- Born: 4 December 1940 (age 85) Lancashire, England
- Occupations: Author, journalist and screenwriter

= Ray Connolly =

British writer (born 1940)

Ray Connolly (born 4 December 1940) is a British writer. He is best known for his journalism and for writing the screenplays for the films That'll Be the Day and its sequel Stardust, for which he won a Writers' Guild of Great Britain Best Screenplay award.

==Early life==
Connolly was born and brought up in Lancashire. He was educated at West Park Catholic Grammar School (St. Helens), Ormskirk Grammar School, and the London School of Economics (LSE), where he read social anthropology. There, he edited the LSE magazine Clare Market Review and was an associate editor of the student film magazine Motion.

==Career==

After entering journalism as a graduate trainee at the Liverpool Daily Post, Connolly then moved to the London Evening Standard where he interviewed, among others, many 1960s and 1970s rock stars and cultural icons, including the Beatles, Muhammad Ali and Elvis Presley. Many of his interviews with the Beatles are collected in The Ray Connolly Beatles Archive, while other interviews are collected in Stardust Memories – Talking About My Generation. He was due to interview John Lennon on the day the ex-Beatle was murdered, an event he wrote about in the BBC radio play Unimaginable. In 2018, he published the biography, Being John Lennon – A Restless Life.

He has written many articles for the Daily Mail, as well as The Sunday Times, The Times, The Daily Telegraph and The Observer.

His novels include: A Girl Who Came to Stay, Newsdeath, Sunday Morning, Shadows on a Wall and Love out of Season (which was adapted for radio as God Bless Our Love) and Sorry, Boys, You Failed the Audition. His biography of Elvis Presley, Being Elvis – A Lonely Life, was published in 2016.

For the cinema he wrote the films That'll Be the Day and its sequel, Stardust – which was voted the Best Screenplay of 1974 by the Writers' Guild of Great Britain. He also wrote and directed the feature-length documentary entitled James Dean: The First American Teenager, while his television drama series have included Honky Tonk Heroes, Lytton's Diary and Perfect Scoundrels.

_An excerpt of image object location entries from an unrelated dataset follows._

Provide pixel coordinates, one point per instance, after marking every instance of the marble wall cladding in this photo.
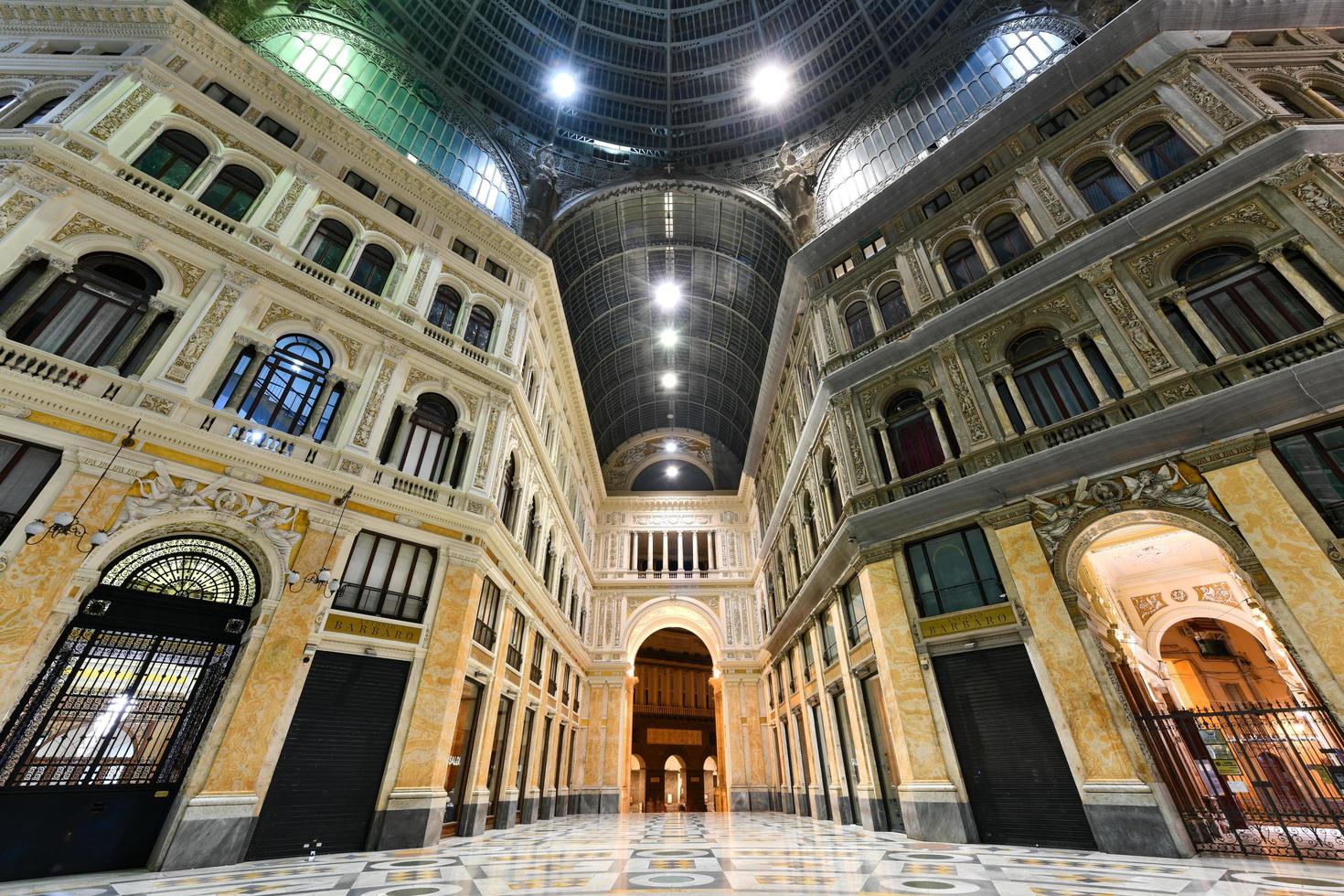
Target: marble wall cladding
(273, 680)
(40, 574)
(1310, 586)
(429, 736)
(918, 752)
(1078, 693)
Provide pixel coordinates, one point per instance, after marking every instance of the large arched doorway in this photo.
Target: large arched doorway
(1250, 755)
(94, 753)
(674, 720)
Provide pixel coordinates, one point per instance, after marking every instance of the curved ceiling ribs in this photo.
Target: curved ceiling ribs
(726, 252)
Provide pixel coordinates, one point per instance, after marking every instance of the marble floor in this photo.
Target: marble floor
(738, 853)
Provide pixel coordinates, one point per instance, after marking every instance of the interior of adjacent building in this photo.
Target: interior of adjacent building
(466, 446)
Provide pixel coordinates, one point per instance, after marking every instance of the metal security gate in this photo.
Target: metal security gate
(1255, 779)
(96, 752)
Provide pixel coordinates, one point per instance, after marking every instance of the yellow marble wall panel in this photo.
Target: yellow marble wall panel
(1304, 575)
(429, 736)
(1090, 723)
(39, 574)
(918, 750)
(271, 681)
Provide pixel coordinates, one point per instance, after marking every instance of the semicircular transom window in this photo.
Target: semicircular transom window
(187, 567)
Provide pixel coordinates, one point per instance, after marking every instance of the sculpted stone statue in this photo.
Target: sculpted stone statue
(794, 192)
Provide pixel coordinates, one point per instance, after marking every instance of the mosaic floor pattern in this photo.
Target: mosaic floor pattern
(738, 853)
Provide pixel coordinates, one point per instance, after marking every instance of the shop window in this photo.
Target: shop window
(1101, 185)
(953, 572)
(226, 97)
(386, 577)
(233, 192)
(172, 157)
(25, 469)
(1050, 379)
(1158, 149)
(486, 615)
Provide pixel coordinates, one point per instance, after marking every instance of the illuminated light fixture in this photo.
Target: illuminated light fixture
(769, 83)
(667, 294)
(563, 85)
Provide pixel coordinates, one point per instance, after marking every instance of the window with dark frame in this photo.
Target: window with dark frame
(388, 577)
(955, 571)
(486, 615)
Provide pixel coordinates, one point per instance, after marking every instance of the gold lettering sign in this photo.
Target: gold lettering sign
(674, 738)
(1000, 614)
(340, 624)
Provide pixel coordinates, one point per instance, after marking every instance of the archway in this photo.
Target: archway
(672, 721)
(1250, 755)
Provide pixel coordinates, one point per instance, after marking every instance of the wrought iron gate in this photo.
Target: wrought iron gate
(1263, 779)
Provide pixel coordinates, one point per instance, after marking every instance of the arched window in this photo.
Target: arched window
(429, 443)
(1246, 304)
(891, 304)
(1007, 240)
(372, 269)
(480, 324)
(172, 157)
(1049, 377)
(42, 111)
(283, 392)
(88, 315)
(858, 323)
(964, 263)
(443, 311)
(1101, 185)
(831, 485)
(1158, 149)
(233, 191)
(508, 493)
(914, 440)
(329, 243)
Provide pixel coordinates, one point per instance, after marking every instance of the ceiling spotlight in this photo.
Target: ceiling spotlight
(771, 83)
(667, 294)
(563, 85)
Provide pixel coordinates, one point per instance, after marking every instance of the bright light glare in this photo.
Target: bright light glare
(563, 85)
(667, 294)
(771, 83)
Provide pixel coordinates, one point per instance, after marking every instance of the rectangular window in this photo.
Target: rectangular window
(538, 646)
(855, 614)
(386, 577)
(360, 185)
(874, 246)
(974, 179)
(486, 615)
(1051, 125)
(226, 98)
(400, 208)
(1105, 91)
(280, 132)
(935, 205)
(1316, 461)
(514, 657)
(25, 468)
(955, 572)
(464, 251)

TV films include Forever Young for Channel 4 and Defrosting the Fridge for the BBC, while he co-wrote, with Alan Benson, the BBC 2 George Martin series about music The Rhythm of Life.

He has also written several radio plays, including Lost Fortnight (which is about Raymond Chandler in Hollywood), the series Tim Merryman's Days of Clover, and Sorry, Boys, You Failed the Audition, as well as several short stories for various publications, which are collected in A Handful of Love.

==Personal life==
Connolly is married, has three children and two grandchildren, and lives with his wife, Plum, in London.

In 2020, he contracted COVID-19, and spent almost six months in hospital, including 103 days in intensive care, an experience he turned into the BBC Radio 4 play Devoted. It was broadcast in March 2021.